Mudaria o Natal...

Jornal O Estado do Maranhão
A história do cristianismo é admirável. Como foi possível a um grupo de homens simples do povo, rudes, sem luzes, fundar uma religião que viria a ser, menos de quatro séculos depois da morte de seu criador, a religião oficial do império romano? Quem, vendo ou vivendo as perseguições, por motivos políticos, principalmente, sob os imperadores Nero, Décio, Diocleciano e Galério, poderia prever a glória terrena da igreja de Cristo de coroar reis e rainhas e substituir o próprio império por outro? Que milagre foi esse?
Será lícita aos crentes a alegação da justeza dos ensinamentos de Cristo e do caráter de revelação divina da sua palavra. Naturalmente, outras religiões poderão socorrer-se de argumentos semelhantes para sua autojustificação. Não estamos impedidos, porém, de procurar o que Edward Gibbon, no seu justamente famoso Declínio e queda do império romano, chama de “segundas causas”. Diz ele que as principais razões para vitória tão espetacular foram o zelo dos cristãos, sua crença na imortalidade da alma, os proclamados poderes miraculosos da igreja primitiva, a moralidade pura, austera e até intolerante de seus membros e a unidade e disciplina deles. Ele afirmou até que a queda do império deveu-se à ascensão do cristianismo.
O período de crescimento, mas não, ainda, de triunfo, que veio em seguida ao início modesto e incerto, foi objeto de uma percepção inspirada de Flaubert: “Os deuses não existindo mais, e o Cristo não existindo ainda, houve, de Cícero a Marco Aurélio, um momento único em que só existiu o homem”. Aí está uma bela síntese do raro momento histórico em que grande parte da humanidade possuía apenas a si mesma na busca da felicidade, livre do medo do castigo eterno e livre também da ansiedade pela recompensa igualmente eterna. Ao fim, porém, mortos os deuses romanos, nasceu o deus único da nossa tradição.
Seja qual for a natureza das explicações, os cristãos venceram e nos legaram grande parte do que de permanente e elevado temos em nossa cultura, a despeito dos maus exemplos da época em que a igreja, como instituição bem humana, se viu tomada pelas paixões deste mundo. Não se pode imaginar, no entanto, nossa sociedade sem a influência dos valores e tradições cristãos. O Natal, por exemplo. Como chegar ao fim do ano sem ele?
A palavra que me ocorre quando penso no Natal é suavidade. Há uma atitude pacificadora das pessoas expressa na simbologia da troca de presentes. A manhã desse dia é quando as crianças — não todas, por certo, que há as desafortunadas —, gravarão para sempre em suas mentes e corações a felicidade pelos presentes tão sonhados que atribuirão a Papai Noel. Elas recordarão esses momentos pelo resto de suas vidas. Isso é parte de nossa herança comum e de nossa obrigação de transmitir às gerações seguintes o que de bom recebemos das anteriores.

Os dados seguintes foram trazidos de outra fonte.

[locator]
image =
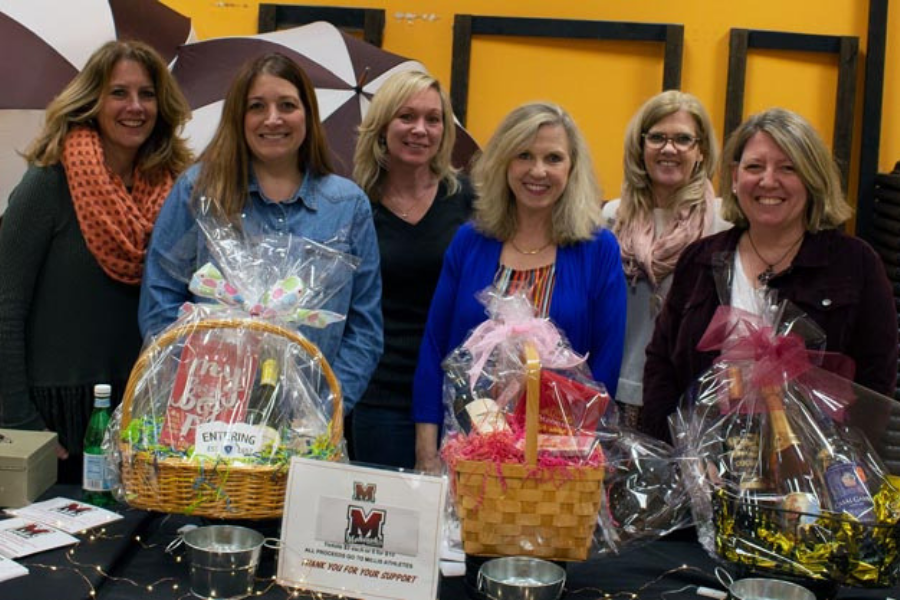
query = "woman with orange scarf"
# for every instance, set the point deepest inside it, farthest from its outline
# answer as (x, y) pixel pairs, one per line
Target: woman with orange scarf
(73, 241)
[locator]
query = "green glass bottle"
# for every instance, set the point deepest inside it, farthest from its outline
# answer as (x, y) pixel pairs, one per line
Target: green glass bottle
(97, 480)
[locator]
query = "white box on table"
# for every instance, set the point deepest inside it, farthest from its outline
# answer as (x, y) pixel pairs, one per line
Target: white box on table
(27, 465)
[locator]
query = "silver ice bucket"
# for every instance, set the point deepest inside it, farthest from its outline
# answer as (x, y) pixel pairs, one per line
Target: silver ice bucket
(521, 578)
(223, 560)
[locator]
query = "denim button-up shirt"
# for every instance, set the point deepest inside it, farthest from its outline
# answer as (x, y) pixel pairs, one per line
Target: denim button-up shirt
(331, 210)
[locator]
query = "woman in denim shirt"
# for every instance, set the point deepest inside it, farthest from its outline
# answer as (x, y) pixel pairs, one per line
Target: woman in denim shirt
(268, 168)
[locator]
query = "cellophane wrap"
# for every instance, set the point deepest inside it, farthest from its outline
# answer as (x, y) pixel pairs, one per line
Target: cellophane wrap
(644, 495)
(233, 384)
(778, 454)
(510, 507)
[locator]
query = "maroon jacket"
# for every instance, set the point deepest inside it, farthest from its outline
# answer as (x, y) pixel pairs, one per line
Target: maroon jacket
(837, 280)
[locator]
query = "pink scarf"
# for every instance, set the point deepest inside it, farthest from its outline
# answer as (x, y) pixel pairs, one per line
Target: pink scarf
(642, 256)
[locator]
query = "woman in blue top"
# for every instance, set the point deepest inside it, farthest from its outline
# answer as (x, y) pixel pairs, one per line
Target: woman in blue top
(267, 169)
(536, 227)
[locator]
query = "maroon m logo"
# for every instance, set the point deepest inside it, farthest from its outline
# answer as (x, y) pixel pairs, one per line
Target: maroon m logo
(365, 528)
(364, 492)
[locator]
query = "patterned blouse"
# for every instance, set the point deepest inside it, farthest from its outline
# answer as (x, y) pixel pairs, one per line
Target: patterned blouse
(536, 283)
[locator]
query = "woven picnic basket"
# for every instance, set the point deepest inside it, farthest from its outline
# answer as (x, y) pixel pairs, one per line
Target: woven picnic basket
(522, 509)
(221, 490)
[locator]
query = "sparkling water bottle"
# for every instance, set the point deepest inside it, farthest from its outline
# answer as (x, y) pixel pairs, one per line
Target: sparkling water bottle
(97, 480)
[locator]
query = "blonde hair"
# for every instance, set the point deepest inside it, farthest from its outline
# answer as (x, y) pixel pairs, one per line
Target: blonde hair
(813, 163)
(79, 104)
(370, 159)
(637, 187)
(577, 213)
(225, 164)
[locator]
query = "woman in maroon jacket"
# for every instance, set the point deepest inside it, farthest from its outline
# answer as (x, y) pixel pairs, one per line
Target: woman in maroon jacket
(782, 190)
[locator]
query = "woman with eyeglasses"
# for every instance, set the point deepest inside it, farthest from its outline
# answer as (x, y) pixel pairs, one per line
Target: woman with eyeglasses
(782, 190)
(667, 202)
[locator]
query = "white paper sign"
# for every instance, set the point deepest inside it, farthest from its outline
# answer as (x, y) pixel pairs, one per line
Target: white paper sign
(21, 537)
(68, 515)
(365, 533)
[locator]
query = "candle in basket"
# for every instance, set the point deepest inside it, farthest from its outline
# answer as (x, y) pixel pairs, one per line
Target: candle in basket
(791, 473)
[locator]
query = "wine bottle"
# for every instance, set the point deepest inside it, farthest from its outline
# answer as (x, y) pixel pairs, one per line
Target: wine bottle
(844, 476)
(261, 403)
(793, 475)
(97, 475)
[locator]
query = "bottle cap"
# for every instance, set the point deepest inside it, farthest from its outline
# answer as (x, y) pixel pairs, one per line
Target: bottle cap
(269, 374)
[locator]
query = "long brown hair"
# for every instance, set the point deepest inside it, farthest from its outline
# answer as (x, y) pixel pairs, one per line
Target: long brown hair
(225, 164)
(79, 104)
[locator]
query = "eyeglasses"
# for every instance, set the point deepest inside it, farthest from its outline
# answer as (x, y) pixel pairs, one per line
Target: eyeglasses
(681, 141)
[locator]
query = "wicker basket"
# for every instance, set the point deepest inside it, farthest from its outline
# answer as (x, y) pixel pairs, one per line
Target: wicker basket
(232, 491)
(522, 510)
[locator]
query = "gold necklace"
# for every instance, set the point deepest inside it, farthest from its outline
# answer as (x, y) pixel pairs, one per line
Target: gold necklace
(529, 252)
(769, 272)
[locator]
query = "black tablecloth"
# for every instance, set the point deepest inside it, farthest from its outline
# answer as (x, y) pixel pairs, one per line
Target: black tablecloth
(71, 573)
(134, 562)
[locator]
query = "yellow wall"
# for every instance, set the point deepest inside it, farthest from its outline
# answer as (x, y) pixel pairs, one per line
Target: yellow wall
(602, 83)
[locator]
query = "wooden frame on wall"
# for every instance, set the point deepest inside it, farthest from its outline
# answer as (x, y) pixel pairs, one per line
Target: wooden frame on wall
(465, 26)
(370, 21)
(873, 96)
(847, 49)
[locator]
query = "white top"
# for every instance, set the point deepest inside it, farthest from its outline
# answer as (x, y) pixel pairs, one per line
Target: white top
(643, 305)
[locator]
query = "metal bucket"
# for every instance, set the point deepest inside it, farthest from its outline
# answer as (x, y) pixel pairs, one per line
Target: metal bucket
(768, 589)
(223, 560)
(520, 578)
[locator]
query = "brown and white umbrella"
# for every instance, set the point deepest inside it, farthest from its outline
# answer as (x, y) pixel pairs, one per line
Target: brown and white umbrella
(345, 71)
(44, 43)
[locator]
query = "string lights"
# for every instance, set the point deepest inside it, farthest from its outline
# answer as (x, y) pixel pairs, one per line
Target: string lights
(80, 568)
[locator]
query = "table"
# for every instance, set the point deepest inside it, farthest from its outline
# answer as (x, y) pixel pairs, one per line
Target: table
(666, 569)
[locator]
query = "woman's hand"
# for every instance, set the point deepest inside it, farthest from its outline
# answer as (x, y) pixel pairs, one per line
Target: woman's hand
(427, 458)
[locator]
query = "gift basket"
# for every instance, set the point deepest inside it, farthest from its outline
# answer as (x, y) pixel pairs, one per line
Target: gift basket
(520, 418)
(778, 455)
(220, 401)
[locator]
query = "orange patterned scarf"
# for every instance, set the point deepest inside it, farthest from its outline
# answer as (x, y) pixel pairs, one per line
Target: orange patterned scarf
(116, 224)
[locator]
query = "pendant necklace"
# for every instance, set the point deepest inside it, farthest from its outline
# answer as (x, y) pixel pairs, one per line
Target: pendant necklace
(529, 252)
(769, 272)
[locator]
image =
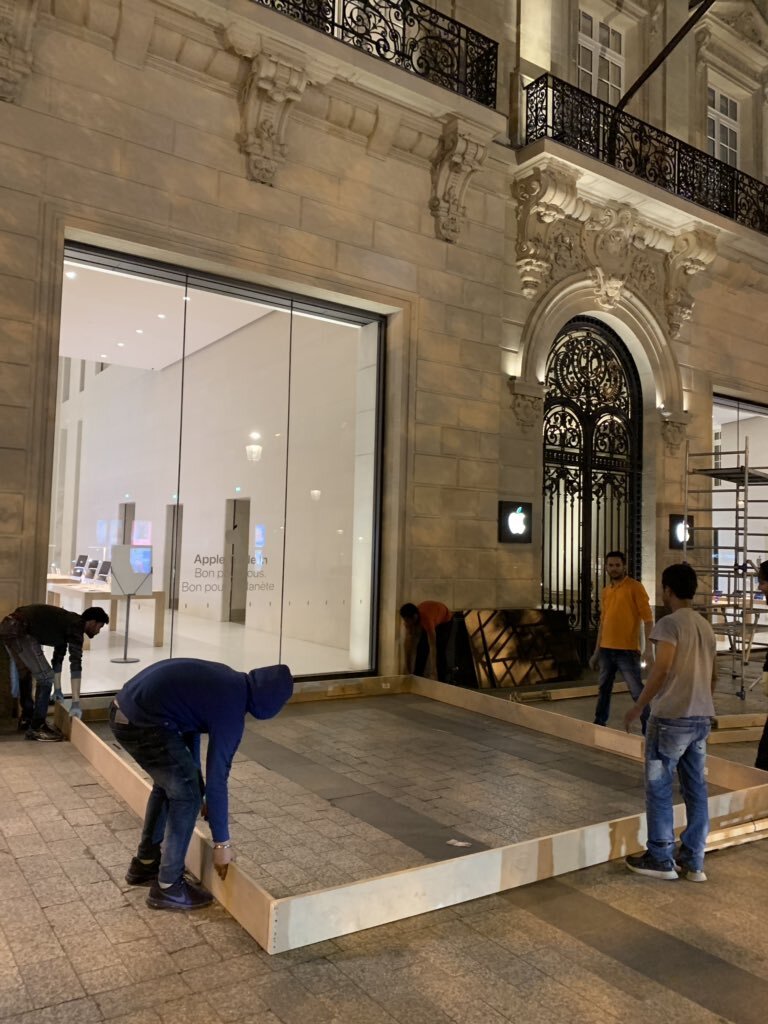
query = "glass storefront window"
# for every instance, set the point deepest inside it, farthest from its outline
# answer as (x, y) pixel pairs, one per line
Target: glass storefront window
(235, 432)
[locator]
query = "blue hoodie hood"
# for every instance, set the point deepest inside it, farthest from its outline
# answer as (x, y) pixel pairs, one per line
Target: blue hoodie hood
(268, 690)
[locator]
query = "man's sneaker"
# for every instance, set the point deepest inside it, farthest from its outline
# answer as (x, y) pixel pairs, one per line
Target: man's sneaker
(182, 895)
(683, 859)
(139, 873)
(643, 863)
(44, 734)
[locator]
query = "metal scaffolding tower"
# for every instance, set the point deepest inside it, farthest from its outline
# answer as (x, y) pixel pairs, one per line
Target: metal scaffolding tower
(724, 539)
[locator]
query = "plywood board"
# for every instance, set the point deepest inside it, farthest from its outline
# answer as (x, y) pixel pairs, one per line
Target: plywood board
(735, 735)
(313, 916)
(739, 721)
(566, 692)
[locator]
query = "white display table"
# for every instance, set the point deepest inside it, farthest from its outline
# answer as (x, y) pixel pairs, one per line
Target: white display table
(84, 595)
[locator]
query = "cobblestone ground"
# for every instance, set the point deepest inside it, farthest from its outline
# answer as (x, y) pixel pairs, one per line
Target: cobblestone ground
(77, 944)
(337, 791)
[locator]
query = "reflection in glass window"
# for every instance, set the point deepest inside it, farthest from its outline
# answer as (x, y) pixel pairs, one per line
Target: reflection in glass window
(236, 437)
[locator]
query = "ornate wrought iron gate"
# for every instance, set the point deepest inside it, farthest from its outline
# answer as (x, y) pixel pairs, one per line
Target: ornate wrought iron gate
(592, 469)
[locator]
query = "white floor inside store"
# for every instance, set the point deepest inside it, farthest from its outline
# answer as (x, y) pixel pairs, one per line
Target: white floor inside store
(192, 637)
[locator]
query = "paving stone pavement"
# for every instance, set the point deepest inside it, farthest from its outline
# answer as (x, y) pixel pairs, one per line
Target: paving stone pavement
(78, 945)
(336, 791)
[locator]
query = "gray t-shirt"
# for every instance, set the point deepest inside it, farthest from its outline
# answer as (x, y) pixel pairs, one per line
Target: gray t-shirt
(687, 690)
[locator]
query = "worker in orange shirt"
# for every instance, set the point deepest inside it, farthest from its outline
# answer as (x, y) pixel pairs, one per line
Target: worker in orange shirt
(421, 624)
(625, 606)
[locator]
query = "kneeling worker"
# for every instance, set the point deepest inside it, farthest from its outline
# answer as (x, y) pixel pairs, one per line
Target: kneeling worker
(158, 718)
(421, 624)
(24, 632)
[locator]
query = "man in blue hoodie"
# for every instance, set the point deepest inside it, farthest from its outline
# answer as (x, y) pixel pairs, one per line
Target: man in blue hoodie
(158, 718)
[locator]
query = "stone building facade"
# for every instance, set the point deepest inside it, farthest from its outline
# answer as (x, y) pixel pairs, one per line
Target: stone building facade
(222, 135)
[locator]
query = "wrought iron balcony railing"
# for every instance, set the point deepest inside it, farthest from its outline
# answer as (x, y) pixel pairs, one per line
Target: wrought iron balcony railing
(563, 113)
(410, 35)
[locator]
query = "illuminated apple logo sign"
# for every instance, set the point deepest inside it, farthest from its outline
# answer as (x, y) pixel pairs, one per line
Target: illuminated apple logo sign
(514, 522)
(681, 532)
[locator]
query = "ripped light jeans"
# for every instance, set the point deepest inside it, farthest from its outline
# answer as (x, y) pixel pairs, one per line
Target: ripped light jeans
(677, 745)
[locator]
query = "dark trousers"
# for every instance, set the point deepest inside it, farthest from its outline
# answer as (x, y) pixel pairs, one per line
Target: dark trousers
(175, 799)
(31, 664)
(444, 654)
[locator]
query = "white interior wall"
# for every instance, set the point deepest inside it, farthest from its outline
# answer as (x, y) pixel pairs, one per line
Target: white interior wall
(232, 387)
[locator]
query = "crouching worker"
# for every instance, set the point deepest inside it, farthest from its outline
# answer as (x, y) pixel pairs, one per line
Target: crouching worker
(158, 718)
(25, 632)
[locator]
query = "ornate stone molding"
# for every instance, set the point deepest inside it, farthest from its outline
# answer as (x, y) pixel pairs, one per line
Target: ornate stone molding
(526, 404)
(17, 18)
(461, 153)
(610, 238)
(545, 197)
(692, 253)
(674, 430)
(560, 233)
(278, 78)
(273, 84)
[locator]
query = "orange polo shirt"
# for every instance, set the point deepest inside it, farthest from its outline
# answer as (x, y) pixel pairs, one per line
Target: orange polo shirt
(625, 606)
(432, 613)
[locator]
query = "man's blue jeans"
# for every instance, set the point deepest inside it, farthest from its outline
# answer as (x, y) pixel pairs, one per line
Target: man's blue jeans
(628, 663)
(677, 744)
(175, 799)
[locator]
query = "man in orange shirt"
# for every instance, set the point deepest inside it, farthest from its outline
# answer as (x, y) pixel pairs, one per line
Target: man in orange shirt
(625, 606)
(421, 624)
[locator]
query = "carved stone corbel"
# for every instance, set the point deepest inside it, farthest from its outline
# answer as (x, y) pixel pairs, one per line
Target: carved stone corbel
(460, 154)
(691, 253)
(527, 404)
(674, 430)
(610, 238)
(17, 18)
(272, 86)
(545, 197)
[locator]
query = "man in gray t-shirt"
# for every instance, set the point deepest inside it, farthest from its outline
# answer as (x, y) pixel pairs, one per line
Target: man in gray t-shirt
(679, 691)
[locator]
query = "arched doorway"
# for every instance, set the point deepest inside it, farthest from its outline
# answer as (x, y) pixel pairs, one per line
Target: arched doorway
(592, 469)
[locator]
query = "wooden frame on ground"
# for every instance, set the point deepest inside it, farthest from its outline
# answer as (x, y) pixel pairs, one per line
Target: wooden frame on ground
(279, 925)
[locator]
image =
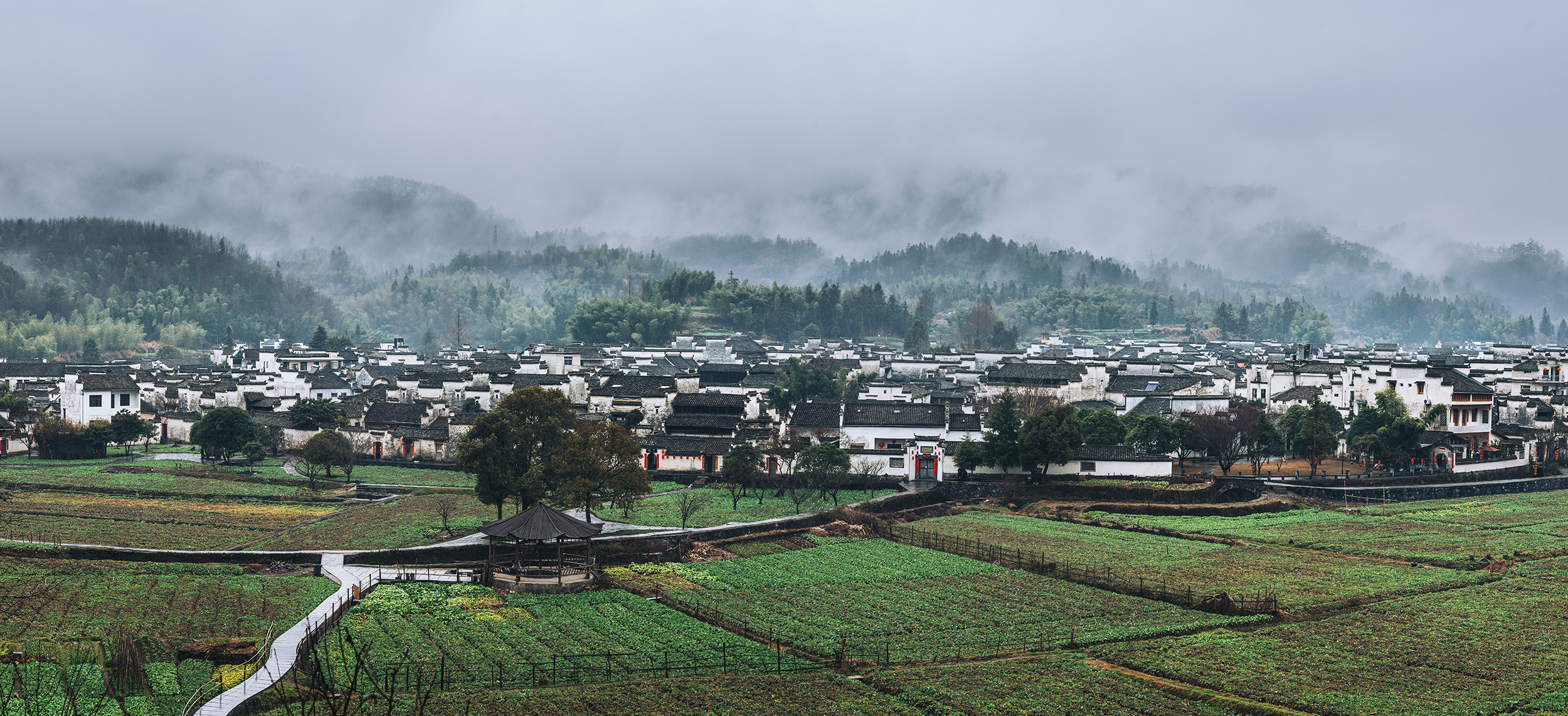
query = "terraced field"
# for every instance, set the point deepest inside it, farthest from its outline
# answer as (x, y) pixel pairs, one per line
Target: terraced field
(1459, 652)
(403, 522)
(660, 510)
(1300, 579)
(76, 517)
(896, 604)
(479, 636)
(1437, 536)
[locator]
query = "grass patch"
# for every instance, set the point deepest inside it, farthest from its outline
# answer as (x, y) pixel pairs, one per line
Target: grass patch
(403, 522)
(1054, 683)
(1299, 579)
(1457, 652)
(413, 475)
(484, 635)
(176, 602)
(894, 604)
(143, 522)
(662, 510)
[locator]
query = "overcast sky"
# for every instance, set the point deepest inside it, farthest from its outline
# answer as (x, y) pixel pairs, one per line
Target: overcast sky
(1074, 123)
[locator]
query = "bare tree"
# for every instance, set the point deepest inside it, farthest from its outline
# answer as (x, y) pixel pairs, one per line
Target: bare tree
(864, 469)
(736, 492)
(689, 503)
(1221, 438)
(444, 507)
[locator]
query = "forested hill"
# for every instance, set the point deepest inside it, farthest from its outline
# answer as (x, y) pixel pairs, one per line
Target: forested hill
(127, 283)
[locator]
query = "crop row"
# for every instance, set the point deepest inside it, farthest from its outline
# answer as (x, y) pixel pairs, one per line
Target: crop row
(844, 561)
(474, 633)
(1456, 652)
(1391, 536)
(154, 602)
(43, 688)
(1057, 682)
(722, 510)
(945, 616)
(1300, 579)
(233, 514)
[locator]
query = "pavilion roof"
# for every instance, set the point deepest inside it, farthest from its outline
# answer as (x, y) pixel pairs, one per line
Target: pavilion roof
(541, 522)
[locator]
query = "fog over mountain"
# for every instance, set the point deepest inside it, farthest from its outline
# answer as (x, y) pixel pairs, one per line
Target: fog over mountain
(1275, 143)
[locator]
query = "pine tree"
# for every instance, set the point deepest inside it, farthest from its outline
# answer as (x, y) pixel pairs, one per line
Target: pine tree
(1001, 436)
(918, 339)
(427, 345)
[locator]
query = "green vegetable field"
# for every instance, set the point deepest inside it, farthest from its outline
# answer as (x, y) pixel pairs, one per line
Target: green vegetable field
(1457, 652)
(465, 633)
(1300, 579)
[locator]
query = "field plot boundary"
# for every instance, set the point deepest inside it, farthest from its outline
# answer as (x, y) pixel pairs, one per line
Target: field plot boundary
(1200, 693)
(1219, 602)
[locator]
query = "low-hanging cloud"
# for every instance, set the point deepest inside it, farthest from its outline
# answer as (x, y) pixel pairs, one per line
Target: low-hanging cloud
(1128, 129)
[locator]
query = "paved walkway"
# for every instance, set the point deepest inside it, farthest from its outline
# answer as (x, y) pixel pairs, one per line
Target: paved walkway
(286, 648)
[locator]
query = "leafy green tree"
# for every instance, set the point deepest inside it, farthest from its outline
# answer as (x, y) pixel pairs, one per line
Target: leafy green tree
(330, 448)
(509, 447)
(1051, 436)
(127, 428)
(1002, 433)
(255, 451)
(223, 431)
(822, 467)
(1150, 434)
(11, 401)
(1313, 429)
(968, 455)
(315, 413)
(742, 467)
(628, 320)
(802, 381)
(1221, 438)
(1261, 438)
(1103, 428)
(598, 461)
(1387, 431)
(428, 347)
(918, 339)
(337, 342)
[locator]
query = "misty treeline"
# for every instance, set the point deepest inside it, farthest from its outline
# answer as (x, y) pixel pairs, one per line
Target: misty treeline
(127, 283)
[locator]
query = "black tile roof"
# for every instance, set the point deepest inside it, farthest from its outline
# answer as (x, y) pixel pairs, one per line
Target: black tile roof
(894, 414)
(1048, 373)
(1140, 384)
(687, 445)
(723, 400)
(637, 386)
(963, 420)
(816, 416)
(396, 413)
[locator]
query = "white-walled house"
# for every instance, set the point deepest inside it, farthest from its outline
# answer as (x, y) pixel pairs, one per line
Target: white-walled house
(1112, 461)
(88, 397)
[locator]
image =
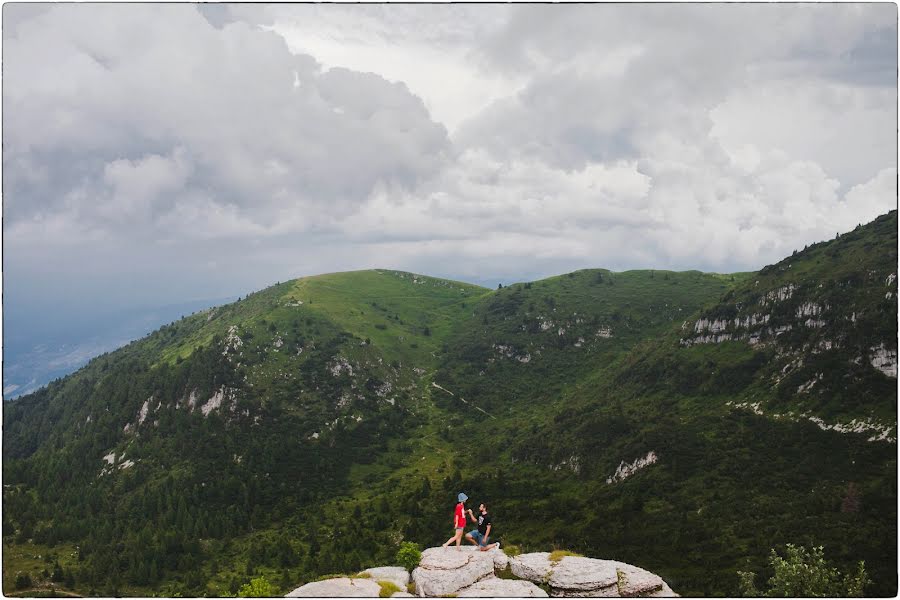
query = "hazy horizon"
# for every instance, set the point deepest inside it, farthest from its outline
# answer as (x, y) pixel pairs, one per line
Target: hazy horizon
(484, 143)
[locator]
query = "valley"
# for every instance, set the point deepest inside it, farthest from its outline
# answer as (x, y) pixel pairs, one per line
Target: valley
(685, 422)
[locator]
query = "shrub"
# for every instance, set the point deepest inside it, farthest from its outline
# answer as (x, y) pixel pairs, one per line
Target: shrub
(806, 573)
(23, 581)
(258, 587)
(409, 555)
(387, 589)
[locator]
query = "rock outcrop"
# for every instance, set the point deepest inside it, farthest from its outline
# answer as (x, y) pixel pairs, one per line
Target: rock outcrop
(470, 573)
(581, 577)
(445, 571)
(340, 587)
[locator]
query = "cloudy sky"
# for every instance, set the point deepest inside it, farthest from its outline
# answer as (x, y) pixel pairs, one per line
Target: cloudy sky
(163, 153)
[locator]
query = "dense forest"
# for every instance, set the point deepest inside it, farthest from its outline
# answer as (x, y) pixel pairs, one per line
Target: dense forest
(312, 427)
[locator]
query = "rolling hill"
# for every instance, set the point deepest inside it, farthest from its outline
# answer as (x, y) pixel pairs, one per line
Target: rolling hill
(685, 422)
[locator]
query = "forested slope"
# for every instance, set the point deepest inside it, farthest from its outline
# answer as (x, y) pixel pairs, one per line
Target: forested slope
(684, 422)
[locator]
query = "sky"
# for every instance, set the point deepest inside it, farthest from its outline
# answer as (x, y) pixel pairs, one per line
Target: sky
(163, 153)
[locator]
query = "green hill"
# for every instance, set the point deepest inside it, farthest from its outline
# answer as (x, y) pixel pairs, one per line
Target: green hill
(311, 427)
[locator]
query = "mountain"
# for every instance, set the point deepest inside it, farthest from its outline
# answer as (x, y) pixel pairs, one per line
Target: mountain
(687, 422)
(43, 346)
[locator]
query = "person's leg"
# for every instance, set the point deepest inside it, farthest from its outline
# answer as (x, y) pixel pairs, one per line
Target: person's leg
(455, 538)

A magia do Natal tem atraído grandes escritores, de todos os tempos, em todas as literaturas do mundo cristão, como Charles Dickens e Machado de Assis. Do brasileiro, um agnóstico assumido, um dos mais belos contos é A Missa do Galo, obra prima do conto “sem enredo”, que, mesmo sem tratar diretamente do Natal, mostra o hábito dos cariocas no século XIX de ir àquela missa. É dele também o Soneto de Natal que contém um verso muito conhecido que, de tão citado, quase deixou de ter autoria, passando ao patrimônio cultural de nosso povo: “Mudaria o Natal ou mudei eu?” O Natal não muda, mas nós mudamos no Natal, para deixar vir à luz, ainda que durante poucos dias, a criança que nunca deixaremos de ser.
Como ensina o triste Eclesiastes, livro de sabedoria judaica, de Salomão, há tempo para tudo sob o sol. O tempo hoje é de desejar um feliz Natal a todos.